Giorno 15 Dingboche - Lobuche

Da Dingboche a Dughla, 4620 metri, la via è in continua salita lungo un, quasi, altopiano che sembra un prato attraversato da carovane di yak e portatori, tutti verso il campo base. Cento metri più basso scorre il fiume dal letto larghissimo e su uno dei suoi lati prima che il corso d’acqua svolti a destra c’è Periche.

A Franta piace questo pezzo. L’aveva già attraversato tre anni fa quando era andato per la prima volta fino al campo base. Si allontana dal sentiero battuto e va fin sotto alle pendici che costeggiano l’altopiano opposte al fiume col risultato che lo aspetto a Duglha perche perde tempo a ritornare su suoi passi.

Da Duglha parte una ripida salita che porta al memoriale dedicato ai caduti durante i tentativi di scalare La Montagna Sacra. Ci fermiamo per qualche minuto più che altro per farmi rifiatare. In salita non vado forte.

Poi è dolce salita lungo il fiume e infine su e giù tra le rocce. Gli ultimi cento-cento cinquanta metri di salita, seppur non ripida, ne’ difficile, sono impegnativi perché mi manca l’aria e devo procedere lentamente e rifiatare.

Arriviamo a Lobuche, 4940 metri, e scopriamo che una mega caraffa di tè per circa 15 tazze costa poco paragonato ad altri villaggi. Ne ordiniamo una e ce la beviamo velocemente. Bere è uno dei modi migliori per prevenire e combattere problemi derivanti dall’altitudine. Fortunatamente fino ad ora non abbiamo nessun tipo di problema.

Sullo spiazzo davanti al villaggio c’è una spedizione accampata. Sono in preparazione per il campo base e poi per scalare l’Everest.
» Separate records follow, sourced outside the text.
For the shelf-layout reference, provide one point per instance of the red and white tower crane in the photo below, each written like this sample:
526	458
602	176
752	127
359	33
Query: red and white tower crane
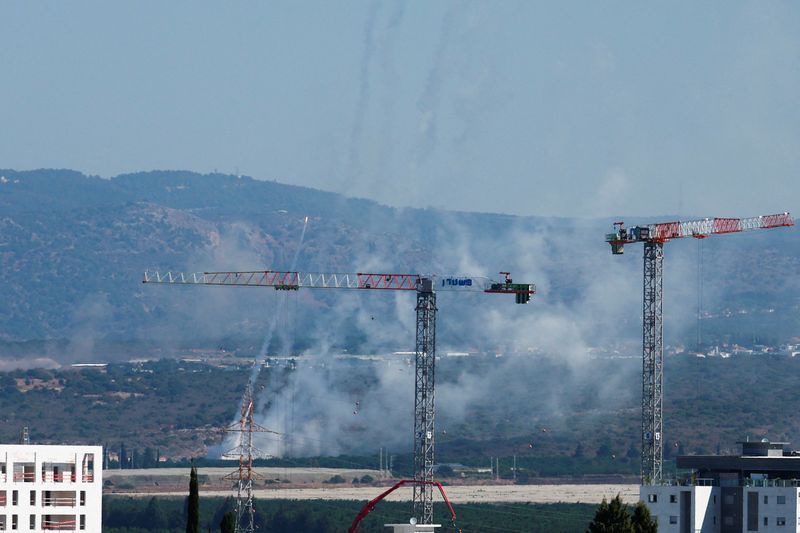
426	287
654	236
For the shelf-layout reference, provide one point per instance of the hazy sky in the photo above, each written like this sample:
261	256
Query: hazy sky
533	108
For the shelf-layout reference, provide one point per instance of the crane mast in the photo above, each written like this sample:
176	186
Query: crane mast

A Lobuche c’è pure un albergo da venti dollari a notte. Noi ce la caviamo con un dollaro a testa.

Il pomeriggio andiamo a visitare La Piramide cento metri più in alto. SI tratta di un centro di ricerca creato, udite, udite, dagli italiani. Non ne sapevo nulla. Franta me l’aveva detto tre anni fa di ritorno dal suo viaggio e una guida sherpa me lo aveva ricordato a Monjo. Io, come probabilmente il 99.9% degli italiani, ne ignoravo l’esistenza. Non so di preciso che tipo di ricerche conducano lassù, a sentire la guida sherpa, nessuno lo sa, nemmeno i nepalesi. Lui criticava i centri di ricerca internazionali che praticamente fanno quello che vogliono lassù e con la loro semplice presenza inquinano in quanto l’ambiente himalayano non è lì per loro, lo disturbano. Allo stesso modo, però, era a favore considerando che portavano lavoro assumendo staff nepalese e fornivano della tecnologia come un ponte telefonico via satellite in caso di emergenza. Tutto sommato era favorevole a questi centri se regolati. Disse anche che basta pagare e si può fare quello che si vuole lassù, indicando l’amministrazione pubblica come colpevole di questo.

Alla Piramide non c’erano ricercatori, e i nepalesi che lavorano lì non hanno potuto aiutarmi. Un po’ di orgoglio nazionale l’ho avuto quando ho visto il tricolore.

Alla sera, anziché una bottiglia di vino come piacerebbe a me, ci scoliamo un’altra super caraffa di tè. Non ho mal di testa. E pure Franta è a posto. Non sono a posto i danesi che sono saliti con noi, una ragazza belga, e due scandinavi. Ci vorrà tutta la notte perché gli passi il mal di testa.

Ci giunge voce che recentemente una donna americana è stata trasportata con l’elicottero prima a Periche poi a Kathamandu con una sorta di pneumonia a causa dell’altitudine. Era salita troppo presto. Un altro canadese invece era dovuto scendere e poi riprendere il suo percorso. Insomma, il mal d’alta quota è sempre in agguato.

Conclude la giornata una notizia fantastica: la Cina riaprirà il confine col Tibet in settimana. Tutto va come dove andare. Chiediamo a Mister Kul di posticipare il nostro viaggio di una settimana così ci potremo riposare a Kathmandu per qualche giorno. Tutto a posto.

Alla notte mi succede una cosa strana. Oltre ad alzarmi come al solito due o tre volte per andare in bagno, mi sveglio un paio di volte cercando il mio respiro. E’ come se dormendo avessi smesso di respirare. Invece è la mancanza di ossigeno che da l’impressione di soffocare per un istante. Anche a Franta succede la stessa cosa e mi ricorda che: “Andrea, non ti devi dimenticare di respirare.”

Ormai manca poco. E’ successo tutto di corsa. Siamo prossimi al campo base. Domani sarà la terza volta a 5000 e ci aspetta pure una lunga camminata per raggiungere il campo. Il traguardo è vicino!